When running this query to fetch the employee’s name, the where clause cannot match multiple rows, as the primary key constraint ensures uniqueness of the employee_id values. When looking at the execution plan for this query, we can see an index seek was performed on the primary key; employees_pk.

Primary Key

Composite Primary Keys

A primary key can contain more than one column, sometimes called a concatenated, multi-column, or composite key. In a composite key column order is important, so it must be chosen carefully.

Consider the employee table from before, for demonstration let’s imagine we now want to make this table capable of storing employee information for multiple tenants, so we wish to add a tenant column and include it in the primary key.

CREATE TABLE dbo.employees (
    tenant        BIGINT         NOT NULL,
    employee_id   BIGINT         NOT NULL, 
    first_name    NVARCHAR(1000) NOT NULL,
    last_name     NVARCHAR(1000) NOT NULL, 
    date_of_birth DATE           NOT NULL, 
    job_title     NVARCHAR(1000) NOT NULL, 
);

CREATE CLUSTERED INDEX [employees_pk] 
    ON [dbo].[employees] ([tenant], [employee_id])

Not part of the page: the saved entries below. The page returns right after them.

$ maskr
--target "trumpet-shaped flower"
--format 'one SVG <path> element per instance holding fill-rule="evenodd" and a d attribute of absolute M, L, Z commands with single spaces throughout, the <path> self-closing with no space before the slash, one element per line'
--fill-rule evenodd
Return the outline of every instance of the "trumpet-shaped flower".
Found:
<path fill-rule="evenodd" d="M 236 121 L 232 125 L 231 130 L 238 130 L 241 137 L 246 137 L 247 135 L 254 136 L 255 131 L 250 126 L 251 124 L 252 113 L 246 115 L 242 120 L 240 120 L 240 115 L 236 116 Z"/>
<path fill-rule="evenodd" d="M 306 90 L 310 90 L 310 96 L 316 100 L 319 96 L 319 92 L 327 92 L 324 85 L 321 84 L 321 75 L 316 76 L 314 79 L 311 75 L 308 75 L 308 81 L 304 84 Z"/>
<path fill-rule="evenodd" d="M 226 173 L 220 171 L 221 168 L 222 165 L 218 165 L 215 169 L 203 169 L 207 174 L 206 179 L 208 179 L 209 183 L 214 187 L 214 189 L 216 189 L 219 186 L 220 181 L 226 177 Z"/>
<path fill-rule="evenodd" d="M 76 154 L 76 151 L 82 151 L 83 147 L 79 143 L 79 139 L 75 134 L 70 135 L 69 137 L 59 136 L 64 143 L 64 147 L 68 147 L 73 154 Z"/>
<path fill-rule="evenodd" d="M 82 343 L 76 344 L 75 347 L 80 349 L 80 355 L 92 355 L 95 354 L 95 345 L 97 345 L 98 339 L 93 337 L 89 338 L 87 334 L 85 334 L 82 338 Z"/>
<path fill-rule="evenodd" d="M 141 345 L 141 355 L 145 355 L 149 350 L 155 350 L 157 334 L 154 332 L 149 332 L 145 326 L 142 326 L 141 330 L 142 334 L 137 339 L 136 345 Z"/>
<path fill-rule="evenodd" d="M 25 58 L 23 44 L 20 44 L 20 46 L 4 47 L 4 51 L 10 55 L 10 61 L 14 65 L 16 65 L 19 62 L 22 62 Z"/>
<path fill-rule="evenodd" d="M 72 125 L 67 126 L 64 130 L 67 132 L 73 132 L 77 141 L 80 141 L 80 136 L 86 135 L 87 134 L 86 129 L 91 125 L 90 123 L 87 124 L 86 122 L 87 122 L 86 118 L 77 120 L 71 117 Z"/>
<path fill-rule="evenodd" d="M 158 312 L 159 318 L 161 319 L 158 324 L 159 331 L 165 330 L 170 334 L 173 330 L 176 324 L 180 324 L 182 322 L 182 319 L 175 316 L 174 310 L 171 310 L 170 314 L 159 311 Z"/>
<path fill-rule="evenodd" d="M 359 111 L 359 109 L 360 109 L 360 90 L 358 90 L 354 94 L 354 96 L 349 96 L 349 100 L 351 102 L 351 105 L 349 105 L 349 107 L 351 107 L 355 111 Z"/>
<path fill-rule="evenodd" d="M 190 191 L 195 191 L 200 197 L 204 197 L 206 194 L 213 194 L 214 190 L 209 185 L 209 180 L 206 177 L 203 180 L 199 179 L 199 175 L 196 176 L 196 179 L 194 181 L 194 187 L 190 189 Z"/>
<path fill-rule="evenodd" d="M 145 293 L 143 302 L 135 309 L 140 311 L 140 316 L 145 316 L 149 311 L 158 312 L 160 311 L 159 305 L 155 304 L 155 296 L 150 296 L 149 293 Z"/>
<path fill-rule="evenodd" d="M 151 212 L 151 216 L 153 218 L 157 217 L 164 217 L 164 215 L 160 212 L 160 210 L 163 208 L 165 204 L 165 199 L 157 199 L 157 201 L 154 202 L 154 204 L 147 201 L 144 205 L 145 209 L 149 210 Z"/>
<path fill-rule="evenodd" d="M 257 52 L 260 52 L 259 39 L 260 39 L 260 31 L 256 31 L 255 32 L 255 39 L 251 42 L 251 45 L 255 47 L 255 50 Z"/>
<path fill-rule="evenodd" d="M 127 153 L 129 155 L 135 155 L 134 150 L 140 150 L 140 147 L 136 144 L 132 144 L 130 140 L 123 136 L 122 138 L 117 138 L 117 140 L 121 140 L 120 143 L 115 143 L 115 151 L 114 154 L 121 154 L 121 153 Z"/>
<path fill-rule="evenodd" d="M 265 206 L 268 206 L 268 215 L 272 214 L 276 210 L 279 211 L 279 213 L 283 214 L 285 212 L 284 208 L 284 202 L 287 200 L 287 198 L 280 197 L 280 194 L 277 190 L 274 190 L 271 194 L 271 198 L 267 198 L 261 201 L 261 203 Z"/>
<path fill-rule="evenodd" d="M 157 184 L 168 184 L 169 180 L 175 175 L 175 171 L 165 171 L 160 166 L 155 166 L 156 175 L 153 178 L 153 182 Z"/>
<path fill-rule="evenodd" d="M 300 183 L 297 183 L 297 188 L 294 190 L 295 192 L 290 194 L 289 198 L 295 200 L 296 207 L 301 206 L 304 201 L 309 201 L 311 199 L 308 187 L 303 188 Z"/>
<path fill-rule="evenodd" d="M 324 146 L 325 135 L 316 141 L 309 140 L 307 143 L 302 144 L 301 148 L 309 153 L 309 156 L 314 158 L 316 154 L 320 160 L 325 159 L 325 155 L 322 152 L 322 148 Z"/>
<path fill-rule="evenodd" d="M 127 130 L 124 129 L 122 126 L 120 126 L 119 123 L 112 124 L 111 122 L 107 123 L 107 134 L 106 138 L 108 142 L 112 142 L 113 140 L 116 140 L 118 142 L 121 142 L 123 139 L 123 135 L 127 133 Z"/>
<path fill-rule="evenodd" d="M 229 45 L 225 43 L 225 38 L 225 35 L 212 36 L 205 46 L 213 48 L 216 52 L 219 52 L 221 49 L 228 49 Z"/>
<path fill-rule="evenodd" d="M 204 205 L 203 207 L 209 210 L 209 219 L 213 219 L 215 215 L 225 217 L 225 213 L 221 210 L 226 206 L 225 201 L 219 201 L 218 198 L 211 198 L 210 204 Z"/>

When querying the data, we should now look to make use of the full primary key (ignoring the other reason to do this - ensuring tenant-safe reads!)

SELECT first_name, last_name
FROM employees
WHERE tenant = 1 
AND employee_id = 123

Composite Primary Key

If running the original query, excluding tenant from the WHERE clause you can see the updated primary key is no longer used. Instead, a table scan occurs, and the database reads every row from the table data and compares them with the specified WHERE clause.

Index Scan

Columns in a composite key cannot be used arbitrarily, think back the tree traversal the of the B-Tree - since tenant is the first item in the primary key it must be specified in the WHERE clause or the index cannot be used.

A full table scan results in a query which may not appear to be expensive in a development environment, but as the table data grows this operation slows - and it is best to avoid finding out the hard way - in production 😱

We could of course add a second index to support the query and get round the table scan, but in this example it does not make sense to read from this table and not specify the tenant identifier - so this performance problem lies in the query and not the indexing.

Conclusion

Today I have described briefly how a Clustered Index is implemented, and how results are found using tree traversal. We have also covered a worked example of a composite primary key - and seen how column order can change the ability of the query optimiser to seek on a clustered index.